Draft Genome Sequence of a Novel Desulfobacteraceae Member from a Sulfate-Reducing Bioreactor Metagenome.

Sulfate-reducing bacteria are important players in the global sulfur cycle and of considerable commercial interest. The draft genome sequence of a sulfate-reducing bacterium of the family Desulfobacteraceae, assembled from a sulfate-reducing bioreactor metagenome, indicates that heavy-metal- and acid-resistance traits of this organism may be of importance for its application in acid mine drainage mitigation.

GENOME ANNOUNCEMENT

Sulfate-reducing bacteria (SRB) are widespread and abundant in nature and of considerable commercial importance, ranging from their role in corrosion (1) to their application in sulfate-reducing bioreactors (SRBRs) for treatment of mining-influenced waters (2). With few exceptions (3, 4), most characterized SRB are not tolerant to acidic conditions typical of acid mine drainage and require circumneutral pH (5) in order to efficiently reduce sulfate and promote metal immobilization in SRBRs. Here, we present a draft genome of a sulfate-reducing bacterium of the family Desulfobacteraceae, which was assembled from a sulfate-reducing bioreactor metagenome. Based on phylogenetic analyses using 16 ribosomal proteins (6), the genome of this organism clustered with Desulfatirhabdium butyrativorans, a butyrate-oxidizing SRB isolated from an anaerobic sludge blanket reactor treating industrial wastewater (7).

SRBR DNA was extracted using the Power Soil DNA isolation kit (MoBio Laboratories, Carlsbad, CA, USA).
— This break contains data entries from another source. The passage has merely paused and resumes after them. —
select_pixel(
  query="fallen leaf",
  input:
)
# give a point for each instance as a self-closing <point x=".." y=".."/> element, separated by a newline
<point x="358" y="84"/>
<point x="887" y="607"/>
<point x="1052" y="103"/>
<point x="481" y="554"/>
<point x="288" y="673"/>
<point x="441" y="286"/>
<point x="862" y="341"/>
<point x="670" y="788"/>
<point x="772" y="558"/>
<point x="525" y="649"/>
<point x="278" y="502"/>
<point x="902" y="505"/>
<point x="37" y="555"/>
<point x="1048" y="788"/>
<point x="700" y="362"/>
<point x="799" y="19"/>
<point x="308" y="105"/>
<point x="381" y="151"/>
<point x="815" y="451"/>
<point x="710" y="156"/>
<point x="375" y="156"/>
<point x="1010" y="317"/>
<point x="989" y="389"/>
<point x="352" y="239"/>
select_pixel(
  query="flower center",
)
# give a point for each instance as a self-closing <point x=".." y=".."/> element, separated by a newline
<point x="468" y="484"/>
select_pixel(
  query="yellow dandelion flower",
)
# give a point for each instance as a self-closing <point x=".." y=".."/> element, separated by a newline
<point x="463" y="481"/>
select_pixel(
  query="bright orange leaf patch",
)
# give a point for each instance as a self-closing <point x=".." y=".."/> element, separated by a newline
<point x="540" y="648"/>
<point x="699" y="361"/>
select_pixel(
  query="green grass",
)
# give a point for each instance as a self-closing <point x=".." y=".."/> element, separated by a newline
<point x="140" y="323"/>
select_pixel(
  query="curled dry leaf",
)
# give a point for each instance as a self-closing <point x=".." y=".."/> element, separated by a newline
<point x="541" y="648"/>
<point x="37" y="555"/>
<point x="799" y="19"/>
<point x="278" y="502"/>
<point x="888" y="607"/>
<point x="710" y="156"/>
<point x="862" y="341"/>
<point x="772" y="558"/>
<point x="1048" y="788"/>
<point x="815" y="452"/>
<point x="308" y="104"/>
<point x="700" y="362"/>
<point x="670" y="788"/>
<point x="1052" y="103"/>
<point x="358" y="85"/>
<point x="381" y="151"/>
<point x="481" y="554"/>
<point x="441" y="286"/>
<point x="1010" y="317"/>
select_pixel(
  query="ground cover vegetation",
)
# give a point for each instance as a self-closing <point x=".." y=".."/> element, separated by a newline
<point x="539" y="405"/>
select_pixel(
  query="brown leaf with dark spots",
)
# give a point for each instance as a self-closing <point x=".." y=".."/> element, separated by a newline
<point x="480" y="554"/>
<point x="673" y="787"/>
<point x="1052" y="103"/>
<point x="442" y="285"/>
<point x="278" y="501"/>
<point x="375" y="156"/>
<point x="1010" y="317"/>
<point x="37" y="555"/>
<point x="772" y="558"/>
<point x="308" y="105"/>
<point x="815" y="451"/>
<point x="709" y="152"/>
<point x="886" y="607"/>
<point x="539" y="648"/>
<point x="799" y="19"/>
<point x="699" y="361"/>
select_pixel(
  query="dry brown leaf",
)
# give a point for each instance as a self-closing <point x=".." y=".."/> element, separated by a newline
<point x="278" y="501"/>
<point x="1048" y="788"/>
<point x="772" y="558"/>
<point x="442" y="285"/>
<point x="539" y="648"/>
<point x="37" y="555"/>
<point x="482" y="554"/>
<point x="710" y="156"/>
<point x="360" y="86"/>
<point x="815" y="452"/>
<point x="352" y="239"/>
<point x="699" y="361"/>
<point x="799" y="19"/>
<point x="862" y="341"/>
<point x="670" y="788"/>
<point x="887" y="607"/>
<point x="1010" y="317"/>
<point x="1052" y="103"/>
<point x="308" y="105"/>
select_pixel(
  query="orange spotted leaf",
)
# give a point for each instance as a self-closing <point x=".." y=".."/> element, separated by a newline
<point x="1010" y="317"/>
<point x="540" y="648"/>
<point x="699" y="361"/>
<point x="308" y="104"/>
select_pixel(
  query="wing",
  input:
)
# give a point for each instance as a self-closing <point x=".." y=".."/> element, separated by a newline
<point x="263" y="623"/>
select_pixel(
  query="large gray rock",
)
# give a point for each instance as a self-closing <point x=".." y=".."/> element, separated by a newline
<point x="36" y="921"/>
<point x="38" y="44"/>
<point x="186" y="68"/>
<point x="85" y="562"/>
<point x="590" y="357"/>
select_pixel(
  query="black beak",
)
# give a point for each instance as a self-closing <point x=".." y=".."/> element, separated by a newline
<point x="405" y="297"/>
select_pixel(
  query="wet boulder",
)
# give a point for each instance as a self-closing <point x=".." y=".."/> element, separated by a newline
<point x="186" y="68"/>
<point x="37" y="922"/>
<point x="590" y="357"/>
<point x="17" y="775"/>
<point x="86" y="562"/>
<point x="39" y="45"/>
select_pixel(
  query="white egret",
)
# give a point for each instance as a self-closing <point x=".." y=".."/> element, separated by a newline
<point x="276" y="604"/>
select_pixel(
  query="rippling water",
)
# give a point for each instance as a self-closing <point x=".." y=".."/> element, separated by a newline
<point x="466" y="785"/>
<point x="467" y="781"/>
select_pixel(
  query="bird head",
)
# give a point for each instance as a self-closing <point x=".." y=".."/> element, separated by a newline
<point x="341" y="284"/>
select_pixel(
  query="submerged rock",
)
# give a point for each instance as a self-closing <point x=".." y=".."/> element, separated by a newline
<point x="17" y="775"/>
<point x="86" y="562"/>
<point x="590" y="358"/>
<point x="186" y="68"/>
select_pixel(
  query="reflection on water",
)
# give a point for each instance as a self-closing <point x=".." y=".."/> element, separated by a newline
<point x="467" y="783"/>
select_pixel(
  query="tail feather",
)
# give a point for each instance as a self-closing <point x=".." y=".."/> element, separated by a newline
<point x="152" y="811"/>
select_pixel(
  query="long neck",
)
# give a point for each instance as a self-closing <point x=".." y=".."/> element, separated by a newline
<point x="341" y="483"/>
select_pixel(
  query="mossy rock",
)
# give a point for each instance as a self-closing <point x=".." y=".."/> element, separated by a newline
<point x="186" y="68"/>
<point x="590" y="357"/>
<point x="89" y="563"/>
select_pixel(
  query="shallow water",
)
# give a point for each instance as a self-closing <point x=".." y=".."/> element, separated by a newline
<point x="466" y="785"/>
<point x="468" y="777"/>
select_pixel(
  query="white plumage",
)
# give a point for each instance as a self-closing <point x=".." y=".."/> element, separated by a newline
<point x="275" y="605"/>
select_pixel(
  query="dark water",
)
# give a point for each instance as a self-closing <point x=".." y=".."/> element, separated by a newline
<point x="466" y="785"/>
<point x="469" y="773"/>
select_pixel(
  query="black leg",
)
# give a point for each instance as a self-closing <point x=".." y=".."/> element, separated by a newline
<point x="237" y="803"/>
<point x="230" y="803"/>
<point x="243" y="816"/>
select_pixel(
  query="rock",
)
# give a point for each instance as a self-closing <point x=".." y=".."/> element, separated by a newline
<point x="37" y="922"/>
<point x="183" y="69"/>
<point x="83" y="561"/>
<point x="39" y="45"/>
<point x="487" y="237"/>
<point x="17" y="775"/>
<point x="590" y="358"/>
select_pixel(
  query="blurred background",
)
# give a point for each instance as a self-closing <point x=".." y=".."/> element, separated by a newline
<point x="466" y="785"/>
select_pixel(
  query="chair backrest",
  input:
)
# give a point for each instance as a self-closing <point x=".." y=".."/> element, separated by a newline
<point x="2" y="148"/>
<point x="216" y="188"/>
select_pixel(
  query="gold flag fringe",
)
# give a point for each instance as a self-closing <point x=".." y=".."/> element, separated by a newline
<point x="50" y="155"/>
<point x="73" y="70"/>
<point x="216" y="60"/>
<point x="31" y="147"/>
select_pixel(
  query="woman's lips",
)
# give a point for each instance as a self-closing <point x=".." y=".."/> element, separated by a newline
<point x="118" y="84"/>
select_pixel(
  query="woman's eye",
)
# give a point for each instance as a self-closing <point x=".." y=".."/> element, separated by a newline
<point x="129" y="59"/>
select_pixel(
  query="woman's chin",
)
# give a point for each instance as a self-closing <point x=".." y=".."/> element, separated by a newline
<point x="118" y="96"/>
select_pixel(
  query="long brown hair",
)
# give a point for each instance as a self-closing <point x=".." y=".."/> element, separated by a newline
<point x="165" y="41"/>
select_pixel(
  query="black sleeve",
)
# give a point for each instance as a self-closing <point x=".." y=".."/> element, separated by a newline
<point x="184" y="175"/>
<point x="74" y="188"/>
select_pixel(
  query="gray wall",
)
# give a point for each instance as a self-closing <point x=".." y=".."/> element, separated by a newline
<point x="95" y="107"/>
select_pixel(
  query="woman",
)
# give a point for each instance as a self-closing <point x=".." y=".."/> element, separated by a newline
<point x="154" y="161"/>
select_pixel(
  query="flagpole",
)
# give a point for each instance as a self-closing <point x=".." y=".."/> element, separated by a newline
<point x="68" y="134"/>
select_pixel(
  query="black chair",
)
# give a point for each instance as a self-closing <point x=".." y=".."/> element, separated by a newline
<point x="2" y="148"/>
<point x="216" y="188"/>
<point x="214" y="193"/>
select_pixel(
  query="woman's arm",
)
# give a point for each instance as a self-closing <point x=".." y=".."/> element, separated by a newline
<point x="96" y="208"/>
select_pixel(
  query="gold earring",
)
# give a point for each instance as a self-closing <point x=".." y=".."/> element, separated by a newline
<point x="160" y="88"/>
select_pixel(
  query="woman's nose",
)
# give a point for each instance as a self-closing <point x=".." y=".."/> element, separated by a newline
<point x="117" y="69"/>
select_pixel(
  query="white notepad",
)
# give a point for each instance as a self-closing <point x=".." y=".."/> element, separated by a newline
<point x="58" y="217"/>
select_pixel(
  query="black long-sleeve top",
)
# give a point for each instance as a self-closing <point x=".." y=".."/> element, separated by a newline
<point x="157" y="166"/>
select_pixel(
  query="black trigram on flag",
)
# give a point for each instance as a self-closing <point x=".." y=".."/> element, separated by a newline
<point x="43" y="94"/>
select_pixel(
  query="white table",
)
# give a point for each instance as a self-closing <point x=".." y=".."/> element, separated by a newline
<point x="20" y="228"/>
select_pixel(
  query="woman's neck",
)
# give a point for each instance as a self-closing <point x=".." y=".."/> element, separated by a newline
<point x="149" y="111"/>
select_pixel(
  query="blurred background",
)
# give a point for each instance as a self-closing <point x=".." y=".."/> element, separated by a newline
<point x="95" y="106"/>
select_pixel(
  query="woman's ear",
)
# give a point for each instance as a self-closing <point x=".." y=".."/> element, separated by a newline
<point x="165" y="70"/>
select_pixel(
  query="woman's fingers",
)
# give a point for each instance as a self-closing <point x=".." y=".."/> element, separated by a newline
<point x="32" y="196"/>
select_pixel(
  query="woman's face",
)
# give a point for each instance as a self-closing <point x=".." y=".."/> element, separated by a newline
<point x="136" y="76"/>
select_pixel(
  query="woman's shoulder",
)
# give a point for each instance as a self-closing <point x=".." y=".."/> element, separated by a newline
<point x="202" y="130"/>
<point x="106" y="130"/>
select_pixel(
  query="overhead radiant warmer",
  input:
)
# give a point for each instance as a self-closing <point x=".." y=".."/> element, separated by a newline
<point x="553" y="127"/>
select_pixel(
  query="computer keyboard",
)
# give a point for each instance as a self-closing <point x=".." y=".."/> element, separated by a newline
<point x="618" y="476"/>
The genomic DNA library was prepared using an Illumina TruSEQ DNA library kit and sequenced on an Illumina HiSEQ 2500 paired-end flow cell (2 × 125-bp read length) using V4 Chemistry at the Genomics and Microarray Core, University of Colorado, Denver. IDBA-UD version 1.1.1 (8) was used to assemble the reads along with four additional samples. The resulting scaffolds were binned using CONCOCT (9), followed by extraction of mapped reads and reassembly using IDBA-UD. Following reassembly, contigs less than 1 kb and any contigs showing breaks in coverage profile were removed. The resulting genome bin contained 193 contigs with a genome size of 6.09Mbp (N50 = 33,167 bp) and a GC content of ~50%. CheckM (10) indicated a genome completeness of 97.8% with likely contamination of 0.64% and no strain heterogeneity. Comparison of the draft genome to complete reference genomes of Desulfatibacillum alkenivorans AK-01, Desulfobacula toluolica Tol2, Desulfobacterium autotrophicum HRM2, and Desulfococcus oleovorans Hxd3 using the Genome-to-Genome Distance Calculator (http://ggdc.dsmz.de) indicated an average nucleotide identity of 70.7 ± 0.4% to the reference genomes. Gene calling was performed using Prodigal (11), and the genes were annotated against the KEGG database (12) using RAPSearch2 (13). The genome consisted of 3,694 coding regions with 3,463 matches to the KEGG database.

The assembled Desulfobacteraceae genome appears capable of nitrogen fixation and urea-utilization, containing a urea transport system not encountered in the reference genomes. Similar to the reference genomes, this draft contains a two-component system (HydH-HydG), previously implicated in bacterial metal tolerance (14, 15). A unique feature of this draft genome when compared to other Desulfobacteraceae members is a γ-aminobutyrate (GABA) shunt involved in microbial acid resistance (16), raising the possibility that this genome represents a more acid-tolerant member of the family Desulfobacteraceae with potential interest for the mitigation of metal-laden, acidic waters.

Nucleotide sequence accession numbers.

This whole-genome shotgun project has been deposited in GenBank under the accession number LKPX00000000. The version described in this paper is the first version, LKPX01000000.